Bis hierhin Konsens – abgesehen von dem Attribut „versehentlich“.
Nun der Moment, wo Jumbo Wasser lässt – die rechtliche Bewertung:

Rechtlich handelte es sich bei diesem Vorgehen um einen Fehler, da zwei Beschlüsse zu einem Zeitpunkt veröffentlicht wurden, als sie noch nicht gefasst waren und in einem weiteren Fall der veröffentlichte Beschluss überhaupt nicht erfolgte. Die Veröffentlichung hat auf die Wirksamkeit der gefassten Beschlüsse keinen Einfluss. Insbesondere führt sie nicht zur Wirksamkeit eines nicht gefassten Beschlusses. Eine strafbare Urkundenfälschung sieht das Regierungspräsidium Tübingen nicht als gegeben an.
(ibid.; Hervorhebg. K. B.)

Der Hinweis, dass die Veröffentlichung nicht dazu führt, dass ein nicht gefasster Beschluss wirksam wird, ist redundant. Schön, dass wir darüber gesprochen haben.
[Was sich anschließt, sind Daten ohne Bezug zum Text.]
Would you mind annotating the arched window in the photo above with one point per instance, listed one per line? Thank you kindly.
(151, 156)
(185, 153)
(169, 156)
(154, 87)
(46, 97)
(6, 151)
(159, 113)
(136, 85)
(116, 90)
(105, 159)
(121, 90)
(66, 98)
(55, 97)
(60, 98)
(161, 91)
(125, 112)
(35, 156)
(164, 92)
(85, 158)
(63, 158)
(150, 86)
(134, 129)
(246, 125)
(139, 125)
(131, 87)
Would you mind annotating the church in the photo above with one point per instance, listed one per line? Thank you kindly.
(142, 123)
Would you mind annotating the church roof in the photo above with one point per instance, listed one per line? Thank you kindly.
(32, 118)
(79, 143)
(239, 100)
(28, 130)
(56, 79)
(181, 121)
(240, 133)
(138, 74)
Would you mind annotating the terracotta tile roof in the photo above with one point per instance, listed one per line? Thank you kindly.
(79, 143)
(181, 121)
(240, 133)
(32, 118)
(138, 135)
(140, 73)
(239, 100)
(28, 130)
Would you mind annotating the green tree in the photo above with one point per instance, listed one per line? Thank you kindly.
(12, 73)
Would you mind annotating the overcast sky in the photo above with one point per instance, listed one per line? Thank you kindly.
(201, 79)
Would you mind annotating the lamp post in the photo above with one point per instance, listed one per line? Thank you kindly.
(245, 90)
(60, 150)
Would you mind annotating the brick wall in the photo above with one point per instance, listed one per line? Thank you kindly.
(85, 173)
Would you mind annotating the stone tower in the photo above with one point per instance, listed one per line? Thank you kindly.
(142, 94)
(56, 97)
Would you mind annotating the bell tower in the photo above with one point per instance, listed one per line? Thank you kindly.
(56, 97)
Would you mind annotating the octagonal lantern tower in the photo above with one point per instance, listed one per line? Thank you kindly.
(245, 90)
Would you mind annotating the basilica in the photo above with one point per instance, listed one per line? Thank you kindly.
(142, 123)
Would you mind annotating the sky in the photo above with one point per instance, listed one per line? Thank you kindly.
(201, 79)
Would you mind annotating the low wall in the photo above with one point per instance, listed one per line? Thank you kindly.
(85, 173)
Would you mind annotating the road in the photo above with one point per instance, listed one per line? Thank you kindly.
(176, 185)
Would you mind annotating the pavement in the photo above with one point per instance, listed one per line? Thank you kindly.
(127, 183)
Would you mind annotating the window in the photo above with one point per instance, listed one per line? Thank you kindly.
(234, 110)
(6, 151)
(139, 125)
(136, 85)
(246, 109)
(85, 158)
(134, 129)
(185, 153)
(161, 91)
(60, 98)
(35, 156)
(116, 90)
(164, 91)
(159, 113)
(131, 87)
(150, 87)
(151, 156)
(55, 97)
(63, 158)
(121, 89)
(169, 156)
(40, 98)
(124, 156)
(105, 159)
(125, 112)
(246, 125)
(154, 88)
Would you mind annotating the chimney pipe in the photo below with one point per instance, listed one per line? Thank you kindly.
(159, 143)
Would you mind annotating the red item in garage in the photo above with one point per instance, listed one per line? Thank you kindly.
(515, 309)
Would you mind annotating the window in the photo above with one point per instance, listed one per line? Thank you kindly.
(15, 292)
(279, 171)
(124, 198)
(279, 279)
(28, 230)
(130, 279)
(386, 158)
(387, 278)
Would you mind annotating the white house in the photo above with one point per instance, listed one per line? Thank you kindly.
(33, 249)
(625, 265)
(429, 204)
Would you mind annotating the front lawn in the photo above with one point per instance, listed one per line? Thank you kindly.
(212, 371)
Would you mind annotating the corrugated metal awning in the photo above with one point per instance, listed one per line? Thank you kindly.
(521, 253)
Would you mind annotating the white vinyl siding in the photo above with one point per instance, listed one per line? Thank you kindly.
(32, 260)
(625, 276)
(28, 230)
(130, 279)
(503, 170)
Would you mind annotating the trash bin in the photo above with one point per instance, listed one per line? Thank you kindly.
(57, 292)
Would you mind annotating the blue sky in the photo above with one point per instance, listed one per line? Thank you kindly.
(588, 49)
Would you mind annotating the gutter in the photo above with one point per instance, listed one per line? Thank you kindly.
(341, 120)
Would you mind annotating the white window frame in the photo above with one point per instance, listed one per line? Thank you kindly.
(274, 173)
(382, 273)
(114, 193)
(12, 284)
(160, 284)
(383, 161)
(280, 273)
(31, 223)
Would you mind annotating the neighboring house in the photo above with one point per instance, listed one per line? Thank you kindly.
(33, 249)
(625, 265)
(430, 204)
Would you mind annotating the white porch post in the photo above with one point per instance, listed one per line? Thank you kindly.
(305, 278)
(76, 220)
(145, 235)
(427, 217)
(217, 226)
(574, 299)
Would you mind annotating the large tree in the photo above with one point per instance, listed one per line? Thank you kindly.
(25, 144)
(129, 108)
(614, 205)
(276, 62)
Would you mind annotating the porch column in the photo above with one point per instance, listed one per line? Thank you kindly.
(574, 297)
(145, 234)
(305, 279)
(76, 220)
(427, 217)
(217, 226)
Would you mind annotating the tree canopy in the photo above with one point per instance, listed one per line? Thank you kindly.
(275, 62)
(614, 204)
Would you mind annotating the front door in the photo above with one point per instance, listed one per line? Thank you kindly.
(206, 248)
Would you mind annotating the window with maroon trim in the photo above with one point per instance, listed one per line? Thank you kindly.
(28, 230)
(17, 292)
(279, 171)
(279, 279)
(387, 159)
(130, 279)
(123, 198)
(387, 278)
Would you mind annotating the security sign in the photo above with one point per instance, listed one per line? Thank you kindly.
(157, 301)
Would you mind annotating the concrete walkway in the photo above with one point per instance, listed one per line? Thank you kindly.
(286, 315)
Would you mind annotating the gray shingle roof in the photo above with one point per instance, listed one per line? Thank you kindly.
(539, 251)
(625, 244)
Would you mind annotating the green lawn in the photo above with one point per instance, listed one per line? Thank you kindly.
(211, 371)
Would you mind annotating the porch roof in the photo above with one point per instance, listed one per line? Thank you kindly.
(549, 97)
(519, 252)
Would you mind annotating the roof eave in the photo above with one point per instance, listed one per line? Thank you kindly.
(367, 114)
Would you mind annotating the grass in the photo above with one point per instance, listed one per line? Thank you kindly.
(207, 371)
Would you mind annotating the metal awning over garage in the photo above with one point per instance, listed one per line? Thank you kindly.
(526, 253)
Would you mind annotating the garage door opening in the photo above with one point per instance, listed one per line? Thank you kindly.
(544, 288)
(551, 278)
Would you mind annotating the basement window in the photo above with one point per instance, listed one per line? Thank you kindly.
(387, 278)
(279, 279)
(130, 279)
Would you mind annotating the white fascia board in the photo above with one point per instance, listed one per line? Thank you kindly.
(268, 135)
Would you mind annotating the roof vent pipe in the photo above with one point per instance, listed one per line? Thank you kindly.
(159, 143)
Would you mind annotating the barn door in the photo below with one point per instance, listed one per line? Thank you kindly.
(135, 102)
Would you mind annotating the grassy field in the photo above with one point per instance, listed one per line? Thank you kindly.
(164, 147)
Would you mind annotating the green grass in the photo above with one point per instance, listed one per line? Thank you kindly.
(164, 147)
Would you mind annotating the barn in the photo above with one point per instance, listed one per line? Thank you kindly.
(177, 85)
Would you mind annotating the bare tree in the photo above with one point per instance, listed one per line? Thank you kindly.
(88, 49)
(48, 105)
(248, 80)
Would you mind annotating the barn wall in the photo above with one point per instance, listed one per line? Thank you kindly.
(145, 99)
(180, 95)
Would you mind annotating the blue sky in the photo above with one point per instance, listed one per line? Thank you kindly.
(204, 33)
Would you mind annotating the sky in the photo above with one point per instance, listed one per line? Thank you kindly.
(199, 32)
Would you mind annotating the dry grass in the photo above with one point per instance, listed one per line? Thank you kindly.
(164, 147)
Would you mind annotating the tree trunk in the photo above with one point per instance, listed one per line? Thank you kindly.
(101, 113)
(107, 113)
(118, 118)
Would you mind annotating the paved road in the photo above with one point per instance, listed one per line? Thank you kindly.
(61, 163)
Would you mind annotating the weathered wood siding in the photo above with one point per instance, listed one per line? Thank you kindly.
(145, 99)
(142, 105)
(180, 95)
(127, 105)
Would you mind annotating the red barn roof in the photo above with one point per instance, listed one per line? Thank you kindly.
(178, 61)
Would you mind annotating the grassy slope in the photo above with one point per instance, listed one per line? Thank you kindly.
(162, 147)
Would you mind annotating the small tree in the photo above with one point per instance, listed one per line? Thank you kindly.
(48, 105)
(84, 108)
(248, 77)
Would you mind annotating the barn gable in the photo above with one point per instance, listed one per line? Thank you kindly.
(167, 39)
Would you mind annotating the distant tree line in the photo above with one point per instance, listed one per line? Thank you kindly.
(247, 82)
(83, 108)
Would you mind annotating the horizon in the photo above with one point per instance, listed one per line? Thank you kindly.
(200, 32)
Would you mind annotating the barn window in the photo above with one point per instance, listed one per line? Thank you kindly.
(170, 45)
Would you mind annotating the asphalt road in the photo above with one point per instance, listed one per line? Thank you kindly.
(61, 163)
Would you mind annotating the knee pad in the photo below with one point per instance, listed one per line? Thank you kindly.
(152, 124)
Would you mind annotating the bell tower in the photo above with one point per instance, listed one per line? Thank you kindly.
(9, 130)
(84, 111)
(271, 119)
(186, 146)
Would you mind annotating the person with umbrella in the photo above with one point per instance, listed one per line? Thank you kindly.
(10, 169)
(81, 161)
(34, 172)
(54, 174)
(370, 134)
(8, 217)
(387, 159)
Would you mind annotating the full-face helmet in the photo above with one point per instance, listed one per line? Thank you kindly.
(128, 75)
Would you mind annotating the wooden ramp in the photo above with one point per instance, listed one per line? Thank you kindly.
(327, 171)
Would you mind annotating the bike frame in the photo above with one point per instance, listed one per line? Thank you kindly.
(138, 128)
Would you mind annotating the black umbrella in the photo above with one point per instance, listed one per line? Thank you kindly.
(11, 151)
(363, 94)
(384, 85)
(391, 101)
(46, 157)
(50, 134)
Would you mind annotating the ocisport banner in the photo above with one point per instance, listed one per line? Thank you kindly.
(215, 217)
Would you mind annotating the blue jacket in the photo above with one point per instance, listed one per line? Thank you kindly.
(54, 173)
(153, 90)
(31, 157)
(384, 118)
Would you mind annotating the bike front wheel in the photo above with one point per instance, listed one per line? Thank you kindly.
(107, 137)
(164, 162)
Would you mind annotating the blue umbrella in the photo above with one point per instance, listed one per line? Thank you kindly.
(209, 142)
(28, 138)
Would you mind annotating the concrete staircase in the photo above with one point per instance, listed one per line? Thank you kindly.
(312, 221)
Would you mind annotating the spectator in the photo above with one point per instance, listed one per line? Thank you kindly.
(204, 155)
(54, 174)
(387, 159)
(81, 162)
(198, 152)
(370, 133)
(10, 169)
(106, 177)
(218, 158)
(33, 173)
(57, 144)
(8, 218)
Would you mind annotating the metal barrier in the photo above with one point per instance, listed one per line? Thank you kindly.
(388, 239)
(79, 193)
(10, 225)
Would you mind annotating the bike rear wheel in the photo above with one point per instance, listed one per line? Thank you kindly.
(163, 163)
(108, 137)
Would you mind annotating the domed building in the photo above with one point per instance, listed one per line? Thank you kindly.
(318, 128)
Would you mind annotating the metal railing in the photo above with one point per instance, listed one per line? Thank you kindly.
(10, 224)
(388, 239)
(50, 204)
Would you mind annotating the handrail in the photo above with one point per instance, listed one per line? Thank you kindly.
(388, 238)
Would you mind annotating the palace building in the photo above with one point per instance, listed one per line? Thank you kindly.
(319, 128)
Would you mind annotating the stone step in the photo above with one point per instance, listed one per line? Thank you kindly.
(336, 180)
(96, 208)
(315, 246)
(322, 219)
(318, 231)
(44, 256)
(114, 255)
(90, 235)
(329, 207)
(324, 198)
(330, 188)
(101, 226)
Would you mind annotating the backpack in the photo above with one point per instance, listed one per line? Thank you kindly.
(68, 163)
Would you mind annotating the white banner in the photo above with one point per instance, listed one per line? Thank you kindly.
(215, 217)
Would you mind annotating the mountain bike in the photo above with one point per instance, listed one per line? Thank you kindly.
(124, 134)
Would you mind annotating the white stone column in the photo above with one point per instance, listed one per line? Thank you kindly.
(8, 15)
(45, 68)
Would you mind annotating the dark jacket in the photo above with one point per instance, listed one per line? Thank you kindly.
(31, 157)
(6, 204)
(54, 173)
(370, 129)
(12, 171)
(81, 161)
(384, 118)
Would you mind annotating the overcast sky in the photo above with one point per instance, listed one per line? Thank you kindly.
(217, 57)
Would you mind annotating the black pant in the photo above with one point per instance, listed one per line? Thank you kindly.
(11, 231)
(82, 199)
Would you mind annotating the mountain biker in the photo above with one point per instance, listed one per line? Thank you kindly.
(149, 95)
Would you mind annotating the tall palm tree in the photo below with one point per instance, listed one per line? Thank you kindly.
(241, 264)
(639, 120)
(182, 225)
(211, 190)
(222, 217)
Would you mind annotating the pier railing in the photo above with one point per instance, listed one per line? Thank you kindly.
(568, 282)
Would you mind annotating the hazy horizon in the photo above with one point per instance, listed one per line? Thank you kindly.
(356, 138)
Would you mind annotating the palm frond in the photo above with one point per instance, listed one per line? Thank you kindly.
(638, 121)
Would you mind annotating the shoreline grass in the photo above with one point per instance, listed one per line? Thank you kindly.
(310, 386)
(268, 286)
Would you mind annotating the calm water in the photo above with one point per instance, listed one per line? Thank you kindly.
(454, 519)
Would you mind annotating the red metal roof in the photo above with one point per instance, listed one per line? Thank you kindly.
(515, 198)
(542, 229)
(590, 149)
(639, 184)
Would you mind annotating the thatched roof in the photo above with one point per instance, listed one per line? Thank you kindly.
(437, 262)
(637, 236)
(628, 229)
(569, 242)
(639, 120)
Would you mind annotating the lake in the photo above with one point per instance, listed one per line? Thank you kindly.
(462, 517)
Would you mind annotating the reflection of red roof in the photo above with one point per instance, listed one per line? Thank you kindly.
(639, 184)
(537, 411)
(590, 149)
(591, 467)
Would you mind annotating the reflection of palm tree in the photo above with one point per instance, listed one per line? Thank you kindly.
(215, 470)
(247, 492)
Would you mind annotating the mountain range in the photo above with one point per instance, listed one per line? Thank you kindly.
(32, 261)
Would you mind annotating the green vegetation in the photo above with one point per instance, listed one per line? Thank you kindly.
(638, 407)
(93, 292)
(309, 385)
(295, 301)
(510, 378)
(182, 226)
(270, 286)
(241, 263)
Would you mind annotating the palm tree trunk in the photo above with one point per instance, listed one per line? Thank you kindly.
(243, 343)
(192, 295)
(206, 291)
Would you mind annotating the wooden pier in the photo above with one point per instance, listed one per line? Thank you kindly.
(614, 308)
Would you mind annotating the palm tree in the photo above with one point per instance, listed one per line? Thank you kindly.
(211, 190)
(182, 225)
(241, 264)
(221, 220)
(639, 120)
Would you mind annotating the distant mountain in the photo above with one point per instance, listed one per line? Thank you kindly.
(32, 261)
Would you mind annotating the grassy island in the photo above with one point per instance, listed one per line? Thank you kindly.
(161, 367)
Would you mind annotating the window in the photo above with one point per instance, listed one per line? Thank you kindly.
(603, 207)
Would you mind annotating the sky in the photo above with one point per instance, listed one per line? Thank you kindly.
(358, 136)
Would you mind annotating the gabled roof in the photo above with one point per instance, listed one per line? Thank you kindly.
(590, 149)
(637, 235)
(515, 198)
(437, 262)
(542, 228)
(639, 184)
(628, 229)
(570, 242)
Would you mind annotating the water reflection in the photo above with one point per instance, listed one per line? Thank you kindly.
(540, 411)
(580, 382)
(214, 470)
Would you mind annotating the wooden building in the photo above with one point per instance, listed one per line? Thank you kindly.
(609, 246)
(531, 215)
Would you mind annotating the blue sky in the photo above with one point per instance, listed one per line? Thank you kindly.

Fragefalten werfen sich auf meine Stirn bei der Aussage, dass die Veröffentlichung auf die Wirksamkeit der gefassten Beschlüsse keinen Einfluss habe. Komisch, das hatte ich anders im Kopf. Kann aber auch am Kopf liegen.
Wo sind jetzt wieder die Verwaltungsrechtler, wenn man sie mal braucht?

Abschließend nimmt das Regierungspräsidium noch zu meiner Frage Stellung, wie so ein „Versehen“ (es darf gelacht werden …) künftig verhindert werden könne und ob der Vorgang disziplinarische Konsequenzen für den Verantwortlichen – namentlich Baubürgermeister Mathias Längin – habe.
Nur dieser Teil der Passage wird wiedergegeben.